Sunday, 3 April 2011
When God at first made man,
Having a glass of blessings standing by,
“Let us,” said he, “pour on him all we can.
Let the world’s riches, which dispersèd lie,
Contract into a span.”
So strength first made a way;
Then beauty flowed, then wisdom, honour, pleasure.
When almost all was out, God made a stay,
Perceiving that, alone of all his treasure,
Rest in the bottom lay.
“For if I should,” said he,
“Bestow this jewel also on my creature,
He would adore my gifts instead of me,
And rest in Nature, not the God of Nature;
So both should losers be.
“Yet let him keep the rest,
But keep them with repining restlessness;
Let him be rich and weary, that at least,
If goodness lead him not, yet weariness
May toss him to my breast.”
'The Pulley' by George Herbert, from The Temple (1633)
I love that line 'a glass of blessings standing by'. I once had a seminary lecturer, Dr Maurice Schild (successor to Sasse's chair), who told us that there was something wrong with Lutheran pastors who did not read poetry (Dr Schild was known for his rhetoric!). Granted, poetry is not everyone's 'cup of tea', particularly in these prosaic times, but I think that what Maurice was getting at was that, apart from the pure enjoyment and stimulation that poetry provides, good poetry stretches our imagination and improves our use of language.
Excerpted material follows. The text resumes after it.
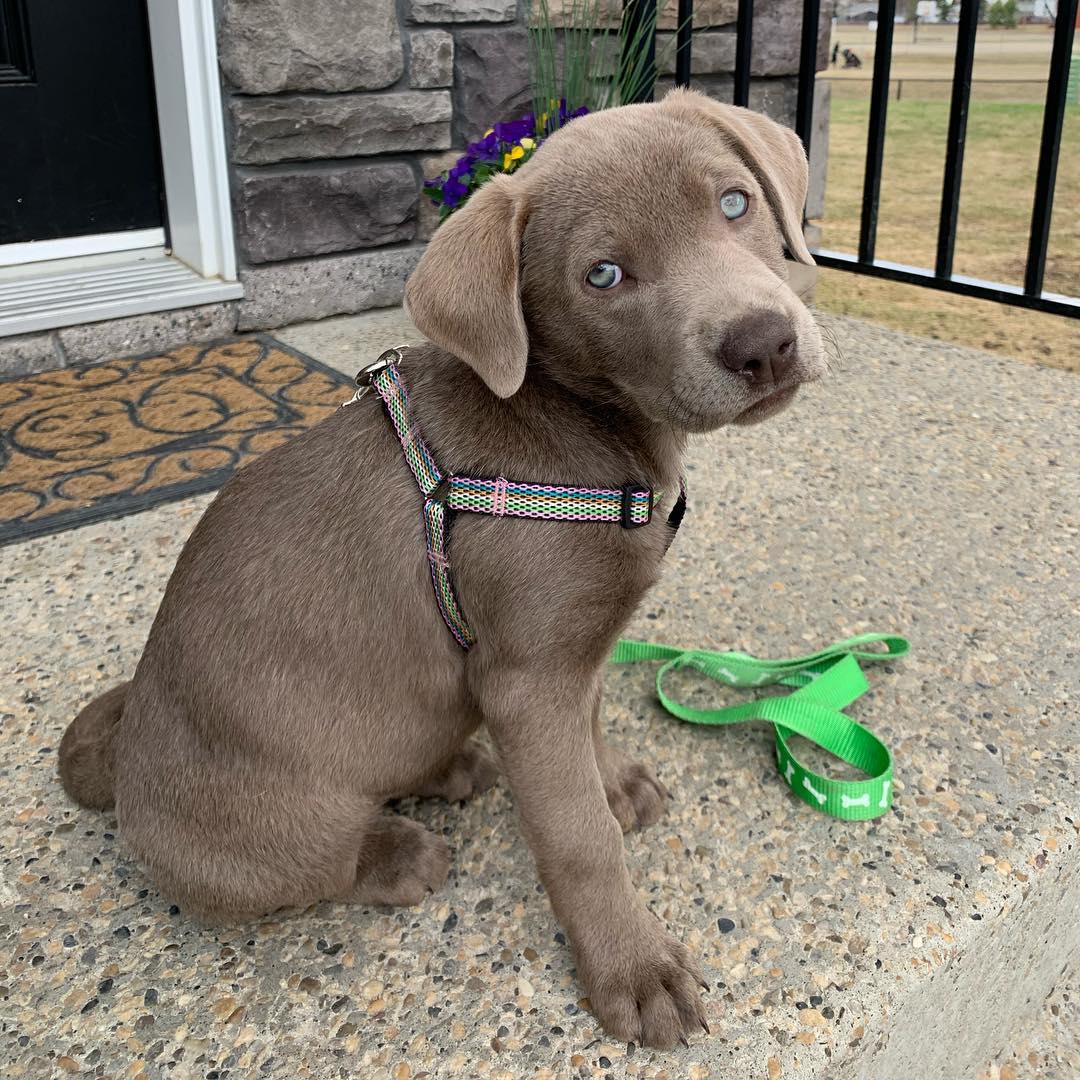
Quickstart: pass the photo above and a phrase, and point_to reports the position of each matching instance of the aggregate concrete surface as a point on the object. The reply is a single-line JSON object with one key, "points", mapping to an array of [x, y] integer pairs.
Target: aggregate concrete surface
{"points": [[922, 489]]}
Preachers can always benefit from that. But if that doesn't convince you to take up reading poetry, consider this: even the Holy Spirit chose to inspire men to write poetry!
From the Wiki entry on Herbert: George Herbert (3 April 1593 – 1 March 1633) was a Welsh born English poet, orator and Anglican priest. He took up his duties in Bemerton, a rural parish in Wiltshire, about 75 miles southwest of London in 1630. Here he preached and wrote poetry; also helping to rebuild the church out of his own funds.
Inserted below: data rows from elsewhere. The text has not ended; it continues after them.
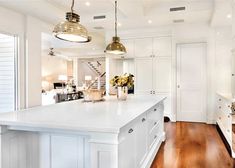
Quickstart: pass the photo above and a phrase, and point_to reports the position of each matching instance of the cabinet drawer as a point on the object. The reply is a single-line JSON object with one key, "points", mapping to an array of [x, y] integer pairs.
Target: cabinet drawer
{"points": [[126, 131], [153, 136], [154, 116]]}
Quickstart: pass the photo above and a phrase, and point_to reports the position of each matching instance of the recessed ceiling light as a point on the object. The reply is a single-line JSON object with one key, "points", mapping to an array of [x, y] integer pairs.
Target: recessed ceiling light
{"points": [[88, 3], [150, 21], [229, 16]]}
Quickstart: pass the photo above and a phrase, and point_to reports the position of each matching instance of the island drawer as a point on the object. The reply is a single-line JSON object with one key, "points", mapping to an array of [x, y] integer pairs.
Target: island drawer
{"points": [[153, 136], [155, 112]]}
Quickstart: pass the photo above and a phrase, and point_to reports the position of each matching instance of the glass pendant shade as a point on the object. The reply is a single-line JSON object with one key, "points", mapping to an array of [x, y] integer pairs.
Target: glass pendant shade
{"points": [[116, 47], [71, 30]]}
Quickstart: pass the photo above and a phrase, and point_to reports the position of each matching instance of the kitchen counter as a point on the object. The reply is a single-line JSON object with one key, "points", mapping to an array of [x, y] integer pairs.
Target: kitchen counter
{"points": [[107, 116], [108, 134]]}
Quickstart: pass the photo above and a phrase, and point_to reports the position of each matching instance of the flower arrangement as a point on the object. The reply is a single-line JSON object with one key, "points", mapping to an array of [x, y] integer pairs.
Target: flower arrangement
{"points": [[123, 80]]}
In 1633 Herbert finished a collection of poems entitled The Temple, which imitates the architectural style of churches through both the meaning of the words and their visual layout. The themes of God and love are treated by Herbert as much as psychological forces as metaphysical phenomena.
Suffering from poor health, Herbert died of tuberculosis only three years after taking holy orders. On his deathbed, he reportedly gave the manuscript of The Temple to Nicholas Ferrar...telling him to publish the poems if he thought they might "turn to the advantage of any dejected poor soul", and otherwise, to burn them.
Pic: George Herbert at Bemerton (Dyce, 1851).